To use CasualPConc, you need corpus files that are aligned. This means you need separate files for two corpora and the two matched files should be aligned. "Aligned" here means both files should have the same number of paragraphs (text separated by line break character) that are matched. With the current implementation, CasualPConc ignores blank lines, so if a matched sentences/paragraphs appear in the same position (nth sentence/paragraph), the number of blank lines does not matter. CasualPConc can also read a single file with aligned text. This means single file with two parallel corpora in CSV or tab-delimited or if two aligned sentences are next to each other in the same order throughout the file and separated from other sentence/paragraph pairs by a blank line. Other format may be supported upon request.
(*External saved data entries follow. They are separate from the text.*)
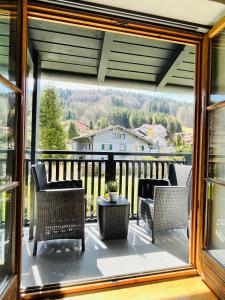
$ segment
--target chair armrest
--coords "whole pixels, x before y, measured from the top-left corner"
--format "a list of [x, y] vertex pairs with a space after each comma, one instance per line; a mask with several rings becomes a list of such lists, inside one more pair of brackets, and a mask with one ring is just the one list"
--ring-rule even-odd
[[153, 199], [150, 199], [150, 198], [142, 198], [142, 197], [139, 197], [139, 201], [143, 201], [147, 204], [154, 204], [154, 200]]
[[47, 189], [82, 188], [82, 180], [62, 180], [47, 183]]
[[[58, 200], [63, 200], [64, 199], [69, 199], [73, 198], [75, 196], [81, 196], [84, 197], [85, 190], [84, 188], [69, 188], [69, 189], [49, 189], [49, 190], [40, 190], [37, 192], [38, 198], [39, 199], [51, 199], [55, 201], [55, 203]], [[47, 202], [47, 201], [46, 201]]]
[[65, 188], [65, 189], [46, 189], [46, 190], [40, 190], [38, 193], [48, 193], [48, 194], [57, 194], [57, 193], [66, 193], [71, 191], [84, 191], [84, 188]]

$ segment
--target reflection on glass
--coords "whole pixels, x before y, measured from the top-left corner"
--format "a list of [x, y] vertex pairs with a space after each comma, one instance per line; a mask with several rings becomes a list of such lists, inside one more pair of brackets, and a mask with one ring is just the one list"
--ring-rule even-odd
[[16, 94], [0, 84], [0, 185], [14, 179]]
[[225, 30], [212, 39], [211, 102], [225, 101]]
[[15, 191], [0, 193], [0, 286], [12, 275]]
[[17, 1], [3, 2], [0, 3], [0, 74], [16, 85]]
[[225, 265], [225, 187], [208, 184], [207, 249]]
[[225, 180], [225, 107], [209, 112], [208, 177]]
[[30, 168], [27, 167], [30, 161], [31, 153], [31, 131], [32, 131], [32, 100], [33, 100], [33, 80], [34, 66], [31, 59], [29, 49], [27, 51], [27, 91], [26, 91], [26, 120], [25, 120], [25, 185], [24, 185], [24, 224], [28, 224], [29, 221], [29, 204], [31, 196], [31, 185], [30, 185]]

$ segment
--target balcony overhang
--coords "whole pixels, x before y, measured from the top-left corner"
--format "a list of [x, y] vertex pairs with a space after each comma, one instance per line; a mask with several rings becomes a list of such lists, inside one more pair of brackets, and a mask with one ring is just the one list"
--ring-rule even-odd
[[29, 45], [43, 79], [193, 93], [194, 46], [35, 19]]

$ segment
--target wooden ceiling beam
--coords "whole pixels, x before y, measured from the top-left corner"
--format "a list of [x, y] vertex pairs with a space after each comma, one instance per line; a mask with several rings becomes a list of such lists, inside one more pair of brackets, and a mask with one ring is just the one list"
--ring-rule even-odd
[[113, 45], [113, 39], [114, 39], [114, 33], [105, 32], [103, 43], [102, 43], [102, 52], [101, 52], [101, 57], [99, 62], [99, 68], [98, 68], [98, 77], [97, 77], [98, 83], [102, 83], [105, 80], [110, 52]]
[[179, 45], [174, 51], [171, 59], [163, 68], [161, 74], [156, 80], [156, 91], [163, 89], [170, 78], [173, 76], [179, 64], [184, 61], [184, 58], [187, 54], [189, 54], [191, 48], [190, 46]]

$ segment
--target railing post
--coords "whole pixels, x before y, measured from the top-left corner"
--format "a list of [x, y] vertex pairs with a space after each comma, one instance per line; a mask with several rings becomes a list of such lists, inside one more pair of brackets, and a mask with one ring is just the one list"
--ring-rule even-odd
[[105, 164], [105, 182], [116, 179], [116, 163], [114, 161], [114, 154], [108, 154], [108, 160]]
[[185, 160], [187, 165], [192, 165], [192, 154], [186, 154], [185, 155]]

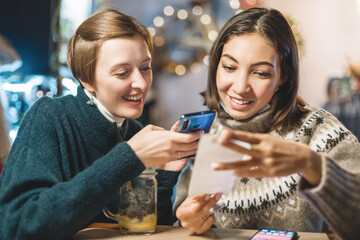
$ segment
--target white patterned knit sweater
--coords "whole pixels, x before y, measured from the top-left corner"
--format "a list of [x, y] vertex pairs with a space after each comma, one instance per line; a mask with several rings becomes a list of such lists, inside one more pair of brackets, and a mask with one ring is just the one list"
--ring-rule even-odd
[[[215, 226], [321, 232], [327, 230], [325, 219], [344, 239], [360, 239], [360, 144], [356, 137], [322, 109], [312, 109], [300, 128], [285, 134], [268, 131], [271, 114], [269, 109], [237, 121], [220, 112], [211, 133], [225, 126], [307, 144], [322, 153], [321, 183], [311, 188], [299, 174], [237, 178], [231, 193], [222, 197], [226, 207], [215, 213]], [[187, 196], [190, 177], [191, 166], [180, 176], [175, 209]]]

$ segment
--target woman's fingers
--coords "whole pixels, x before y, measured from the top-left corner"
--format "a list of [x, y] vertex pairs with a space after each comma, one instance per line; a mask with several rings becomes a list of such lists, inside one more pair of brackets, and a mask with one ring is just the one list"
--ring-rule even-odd
[[217, 163], [211, 164], [214, 170], [234, 170], [233, 174], [238, 177], [266, 177], [269, 174], [264, 171], [264, 167], [258, 161], [246, 161], [248, 163], [243, 164], [242, 162], [232, 163]]
[[[203, 231], [204, 222], [212, 215], [210, 209], [215, 206], [221, 198], [221, 193], [215, 195], [204, 194], [195, 198], [186, 199], [176, 211], [176, 217], [180, 220], [181, 225], [196, 233]], [[210, 228], [211, 225], [208, 227]], [[206, 229], [207, 230], [207, 229]], [[205, 230], [205, 231], [206, 231]]]
[[200, 212], [200, 217], [208, 217], [211, 215], [210, 209], [213, 208], [216, 202], [220, 200], [221, 195], [221, 193], [216, 193], [215, 195], [210, 196], [210, 199], [207, 201]]
[[206, 196], [210, 198], [202, 209], [196, 214], [193, 218], [194, 222], [190, 226], [190, 230], [197, 234], [206, 232], [214, 223], [214, 215], [210, 212], [210, 209], [213, 208], [217, 201], [221, 198], [221, 193], [217, 193], [213, 196]]
[[249, 135], [247, 132], [224, 129], [218, 138], [218, 143], [237, 152], [258, 157], [257, 152], [253, 150], [260, 140], [258, 137], [247, 135]]
[[176, 211], [177, 218], [180, 219], [183, 226], [184, 224], [186, 226], [186, 224], [191, 224], [192, 222], [195, 222], [196, 220], [204, 216], [204, 213], [202, 211], [210, 200], [210, 194], [204, 194], [194, 198], [187, 198]]
[[174, 143], [174, 148], [178, 151], [192, 151], [198, 148], [199, 141], [195, 140], [189, 143]]
[[196, 234], [202, 234], [209, 230], [209, 228], [211, 228], [211, 226], [215, 222], [215, 218], [213, 215], [210, 215], [208, 217], [201, 217], [198, 222], [199, 224], [195, 225], [191, 230]]
[[174, 141], [177, 143], [191, 143], [200, 139], [204, 131], [196, 131], [194, 133], [171, 132]]
[[243, 142], [248, 142], [250, 144], [256, 144], [260, 142], [259, 137], [261, 134], [259, 133], [251, 133], [245, 132], [241, 130], [231, 130], [231, 129], [223, 129], [220, 133], [220, 141], [229, 141], [230, 139], [237, 139]]
[[178, 120], [178, 121], [176, 121], [176, 123], [174, 123], [174, 125], [171, 127], [171, 129], [170, 129], [170, 131], [172, 131], [172, 132], [176, 132], [176, 130], [178, 129], [178, 127], [179, 127], [179, 123], [180, 123], [180, 121]]
[[196, 149], [195, 150], [191, 150], [191, 151], [178, 151], [176, 152], [175, 156], [174, 156], [174, 160], [184, 160], [184, 159], [189, 159], [191, 157], [194, 157], [196, 154]]
[[239, 140], [230, 139], [228, 142], [223, 143], [222, 145], [231, 148], [232, 150], [235, 150], [239, 153], [243, 153], [246, 155], [253, 154], [253, 151], [251, 151], [253, 149], [253, 146], [247, 142], [240, 142]]
[[211, 167], [214, 170], [232, 170], [232, 169], [250, 169], [253, 167], [258, 167], [260, 162], [258, 160], [243, 160], [236, 162], [213, 162]]

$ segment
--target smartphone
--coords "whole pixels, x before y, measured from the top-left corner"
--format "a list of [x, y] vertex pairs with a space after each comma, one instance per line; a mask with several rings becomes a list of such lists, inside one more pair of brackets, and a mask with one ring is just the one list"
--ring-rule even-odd
[[280, 231], [274, 229], [260, 229], [249, 240], [295, 240], [297, 233], [294, 231]]
[[208, 133], [215, 116], [215, 111], [201, 111], [183, 114], [180, 117], [180, 123], [177, 131], [182, 133], [190, 133], [203, 130], [205, 133]]

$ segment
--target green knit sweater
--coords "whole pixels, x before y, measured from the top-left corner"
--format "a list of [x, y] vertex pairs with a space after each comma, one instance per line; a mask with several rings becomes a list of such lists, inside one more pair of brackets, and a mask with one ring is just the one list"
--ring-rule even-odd
[[[145, 169], [126, 143], [141, 125], [127, 119], [118, 131], [88, 100], [79, 87], [26, 113], [0, 177], [0, 239], [69, 239], [106, 221], [103, 207]], [[171, 224], [179, 173], [158, 173], [158, 223]]]

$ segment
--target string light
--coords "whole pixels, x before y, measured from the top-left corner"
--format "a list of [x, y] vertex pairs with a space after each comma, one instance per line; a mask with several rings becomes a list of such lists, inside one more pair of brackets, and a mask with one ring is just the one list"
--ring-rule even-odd
[[164, 14], [166, 16], [172, 16], [174, 14], [174, 12], [175, 12], [175, 10], [174, 10], [174, 8], [172, 6], [166, 6], [164, 8]]
[[161, 27], [162, 25], [164, 25], [164, 18], [157, 16], [154, 18], [154, 25], [157, 27]]
[[217, 36], [218, 36], [218, 32], [217, 32], [217, 31], [212, 30], [212, 31], [210, 31], [210, 32], [208, 33], [208, 38], [209, 38], [211, 41], [215, 41], [216, 38], [217, 38]]
[[156, 34], [156, 30], [155, 30], [155, 28], [153, 28], [153, 27], [148, 27], [147, 28], [148, 30], [149, 30], [149, 32], [150, 32], [150, 34], [151, 34], [151, 36], [155, 36], [155, 34]]
[[161, 47], [162, 45], [164, 45], [164, 43], [165, 43], [165, 40], [163, 37], [158, 36], [154, 39], [154, 44], [157, 47]]
[[198, 73], [200, 72], [201, 70], [201, 66], [199, 63], [197, 62], [194, 62], [193, 64], [191, 64], [190, 66], [190, 71], [193, 72], [193, 73]]
[[208, 14], [201, 16], [200, 21], [202, 24], [208, 25], [211, 22], [211, 17]]
[[202, 13], [203, 13], [203, 9], [202, 7], [196, 5], [193, 7], [192, 9], [192, 13], [195, 15], [195, 16], [200, 16]]
[[240, 8], [240, 1], [239, 0], [229, 0], [230, 7], [232, 9], [239, 9]]
[[209, 65], [209, 64], [210, 64], [210, 56], [209, 56], [209, 55], [206, 55], [206, 56], [203, 58], [203, 62], [204, 62], [206, 65]]
[[[210, 49], [205, 49], [210, 48], [211, 42], [215, 41], [218, 36], [216, 25], [212, 23], [213, 20], [209, 14], [204, 14], [204, 9], [199, 5], [194, 6], [190, 11], [187, 11], [186, 9], [175, 10], [173, 6], [167, 5], [163, 9], [163, 15], [156, 16], [153, 19], [153, 26], [148, 27], [148, 30], [154, 39], [155, 47], [160, 48], [166, 44], [170, 44], [166, 43], [166, 37], [163, 36], [163, 31], [160, 28], [163, 28], [166, 25], [166, 17], [172, 16], [180, 20], [189, 19], [191, 23], [195, 21], [196, 24], [202, 24], [203, 27], [200, 28], [202, 39], [197, 40], [197, 38], [195, 38], [195, 42], [192, 42], [193, 40], [189, 39], [184, 40], [186, 46], [189, 44], [189, 46], [195, 47], [195, 57], [182, 62], [177, 62], [170, 58], [166, 62], [161, 63], [161, 65], [167, 72], [175, 73], [177, 75], [184, 75], [188, 71], [194, 73], [199, 72], [201, 69], [199, 63], [204, 62], [205, 64], [208, 64], [209, 62], [209, 56], [206, 54]], [[167, 49], [167, 51], [169, 51], [169, 49]]]
[[181, 20], [184, 20], [188, 17], [188, 12], [185, 9], [181, 9], [178, 11], [177, 17]]
[[175, 67], [175, 73], [177, 75], [184, 75], [186, 73], [186, 67], [184, 65], [177, 65]]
You can open unaligned files and check the alignment on CasualPConc.
The supported file formats are plain text (.txt), Rich Text (.rtf), MS Word (.doc/.docx), and OpenOffice (.odt/sxw). But to be safe, plain text files (.txt) are recommended. For plain text files, various text encodings are supported, but UTF-8 is the default and recommended.
Once you read your corpus files into CasualPConc, you will create a text database for analysis. You can also create a database from the files by importing CSV/tab-delimited text files and text files with a certain format. The database file can be saved for future use.